Tuesday 25 August 2009

Chif's crib - Miri

After the excitement with the chief et famile we were all in a hurry to get back to civilization, the irish boys had a flight to catch, and Robbie and I didn’t want to have to spend another night in Sibu, this in mind we asked the chief’s son if he could help us organise a taxi back into town, to which he replied that there was one already booked and on its way for 10.30, great we thought. So 10.30 came, and so did the taxi, we were just about to leave when a very sarcastic Italian woman started to make her presence known, turns out the taxi was actually for their package tour and so despite there being room in the van, and knowing they were stranding us there, the Italians got into there precious taxi and drove off, I am sure I saw smug smiles on all of their selfish Italian faces.

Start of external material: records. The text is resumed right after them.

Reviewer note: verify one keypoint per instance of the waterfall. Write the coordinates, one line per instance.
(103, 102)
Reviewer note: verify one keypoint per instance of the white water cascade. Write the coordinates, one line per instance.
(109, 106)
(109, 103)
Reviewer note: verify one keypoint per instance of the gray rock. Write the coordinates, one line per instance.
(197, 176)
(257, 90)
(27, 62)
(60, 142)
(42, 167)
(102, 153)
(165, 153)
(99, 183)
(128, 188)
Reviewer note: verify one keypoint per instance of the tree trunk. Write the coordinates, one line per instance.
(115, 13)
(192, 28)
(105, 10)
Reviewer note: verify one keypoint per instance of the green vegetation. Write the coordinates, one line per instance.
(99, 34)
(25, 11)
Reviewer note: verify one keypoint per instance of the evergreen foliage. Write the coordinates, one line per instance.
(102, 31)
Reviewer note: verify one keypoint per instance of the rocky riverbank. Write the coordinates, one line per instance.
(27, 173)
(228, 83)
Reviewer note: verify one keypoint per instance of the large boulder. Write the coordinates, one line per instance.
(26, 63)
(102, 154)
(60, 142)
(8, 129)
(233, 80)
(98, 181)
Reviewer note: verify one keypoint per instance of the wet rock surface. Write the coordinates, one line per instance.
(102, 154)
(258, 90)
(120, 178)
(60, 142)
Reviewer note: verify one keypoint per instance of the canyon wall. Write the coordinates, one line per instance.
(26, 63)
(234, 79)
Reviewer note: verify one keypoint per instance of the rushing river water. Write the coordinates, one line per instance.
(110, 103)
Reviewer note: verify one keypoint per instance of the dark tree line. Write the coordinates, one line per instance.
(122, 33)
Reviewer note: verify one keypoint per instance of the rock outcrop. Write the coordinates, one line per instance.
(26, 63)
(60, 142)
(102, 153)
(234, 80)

Panic over, about 10 minutes later a taxi arrived, he had actually been dropping someone at the village and was so willing to take us back into town for a cut price, bet that will wipe the Italians’ faces clean.

We arrived in Kapit with just enough time to grab some takeaway noodles and jump on the boat back to Sibu. We were treated to such quality motion pictures as ‘Night in the museum – 2’ and something with no English and lots of fighting.

To cut a long story short, turned out we could get to our next stop, the oil town of Miri that day, so we bid farewell to the Irish lads and jumped on the pus, not really thinking things through. We got on a 6 hour bus at 5.30, you do the math. Arriving in Miri predictably late even the schumacheresque driving of our cab driver could not get us to a hostel that was still open. Robbie and I were forced to seriously consider staying in a real hotel, shock horror. As it turned out our luck was in and at almost 1am we somehow stumbled into a lovely little hostel called Mita.

The plan had been to use Miri as a jumping point for Gunung Mulu national park, perhaps Sarawaks most famous tourist site and home to the largest limestone cliffs in the world. After a good nights sleep we walked to the tourist information, only to find that a trip to Mulu would not just stretch our budget, it would tear in to shreds and then burn the remains, Mulu wasn’t an option. There are however several other national parks in the region so we resigned ourselves to going to one of these instead. That night there were some world challenge kids in the guesthouse and they told us of the Niah Caves which sounded pretty cool. Then came a stroke of pure genius. We decided to buy a tent. The cost of camping in Niah is a fraction of a guesthouse. We managed to find the worlds worst (and cheapest) tent. Imagine one of those play tents for kids that you put in the garden, well it looked like that, but worse. I could almost lie straight in it, so spare a thought for poor Robbie. All said and done we loved it. Next morning we set off bright and early for Niah, very excited about our tent.